Hematopoietic stem cells can develop into a vast variety of different cells in our body themselves (self-differentiation).

=== Hematopoietic Stem Cell Therapy ===
Bone marrow is the soft spongy area in some larger bones of the body that produces many cells which make up red blood cells, white blood cells and platelets. These cells are developed from a type of cell found in bone marrow, termed hematopoietic stem cells. The body is able to direct these stem cells to develop in the blood at any given moment and this is a rapid process. Most of the stem cells remain in the marrow until they are mature which then they are released for specific functions in the body such as carrying oxygen, providing infection protection, and helping blood clotting. Stem cells found in circulating blood are able to be extracted for stem cell therapy use and research.

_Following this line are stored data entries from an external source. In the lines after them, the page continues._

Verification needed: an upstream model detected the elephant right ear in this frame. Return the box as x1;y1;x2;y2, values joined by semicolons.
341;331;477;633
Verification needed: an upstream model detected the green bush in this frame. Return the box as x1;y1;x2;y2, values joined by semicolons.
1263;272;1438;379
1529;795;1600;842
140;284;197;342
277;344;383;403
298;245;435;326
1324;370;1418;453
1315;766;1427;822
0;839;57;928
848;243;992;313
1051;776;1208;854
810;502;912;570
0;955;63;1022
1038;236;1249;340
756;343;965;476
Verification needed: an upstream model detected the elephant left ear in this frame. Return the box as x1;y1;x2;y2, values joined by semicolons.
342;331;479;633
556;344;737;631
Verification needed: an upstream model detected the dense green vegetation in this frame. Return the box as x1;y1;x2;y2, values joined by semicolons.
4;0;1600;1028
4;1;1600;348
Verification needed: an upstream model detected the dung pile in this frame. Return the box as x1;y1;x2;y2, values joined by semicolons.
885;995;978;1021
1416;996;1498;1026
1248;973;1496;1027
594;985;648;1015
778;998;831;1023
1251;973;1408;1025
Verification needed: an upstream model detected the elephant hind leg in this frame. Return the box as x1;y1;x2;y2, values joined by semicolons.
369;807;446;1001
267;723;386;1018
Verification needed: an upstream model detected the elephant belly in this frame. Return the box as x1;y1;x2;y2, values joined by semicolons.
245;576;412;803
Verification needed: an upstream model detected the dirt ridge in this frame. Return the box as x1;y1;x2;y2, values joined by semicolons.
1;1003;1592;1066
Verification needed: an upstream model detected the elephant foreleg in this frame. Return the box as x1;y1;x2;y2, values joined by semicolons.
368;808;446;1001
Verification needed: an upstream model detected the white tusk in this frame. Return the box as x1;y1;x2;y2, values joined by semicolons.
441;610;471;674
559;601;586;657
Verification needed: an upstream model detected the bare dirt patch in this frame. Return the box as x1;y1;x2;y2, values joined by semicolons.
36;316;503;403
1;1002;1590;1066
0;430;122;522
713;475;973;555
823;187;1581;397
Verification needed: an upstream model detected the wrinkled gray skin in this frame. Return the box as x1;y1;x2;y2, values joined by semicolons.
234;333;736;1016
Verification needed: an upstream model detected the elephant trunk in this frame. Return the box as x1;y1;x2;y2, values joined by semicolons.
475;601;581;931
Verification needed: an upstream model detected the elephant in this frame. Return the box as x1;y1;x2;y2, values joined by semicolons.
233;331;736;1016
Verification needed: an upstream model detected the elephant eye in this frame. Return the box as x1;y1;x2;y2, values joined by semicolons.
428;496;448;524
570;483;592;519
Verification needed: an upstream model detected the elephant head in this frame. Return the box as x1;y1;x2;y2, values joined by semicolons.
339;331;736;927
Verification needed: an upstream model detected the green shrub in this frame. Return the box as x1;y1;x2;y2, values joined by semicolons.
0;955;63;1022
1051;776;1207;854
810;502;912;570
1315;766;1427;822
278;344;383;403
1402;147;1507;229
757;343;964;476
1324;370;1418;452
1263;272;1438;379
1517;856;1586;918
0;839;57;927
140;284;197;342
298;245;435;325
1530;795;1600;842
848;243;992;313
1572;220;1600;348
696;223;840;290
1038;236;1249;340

A study done using hematopoietic stem cell therapy (HSCT) showed clinical benefit but suggested further exploration must be done. Findings using HSCT was beneficial in recessive disorders and saw that it may similarly enhance CSF1R signaling after partial loss seen in LENAS. In the subjects who had LENAS were introduced to HSCT and the finding of further progressed cells was minimal 15 years after the therapy was finished. The most important finding in the subject was that they retained a high level of communication and survived beyond 15 years after onset of symptoms. This is very rare for LENAS as it has been reported to be averaged at 6.8 years for surviving after the onset. This finding provides hope for future research direction and suggests that there may be great benefit to slow the progression of LENAS using HSCT.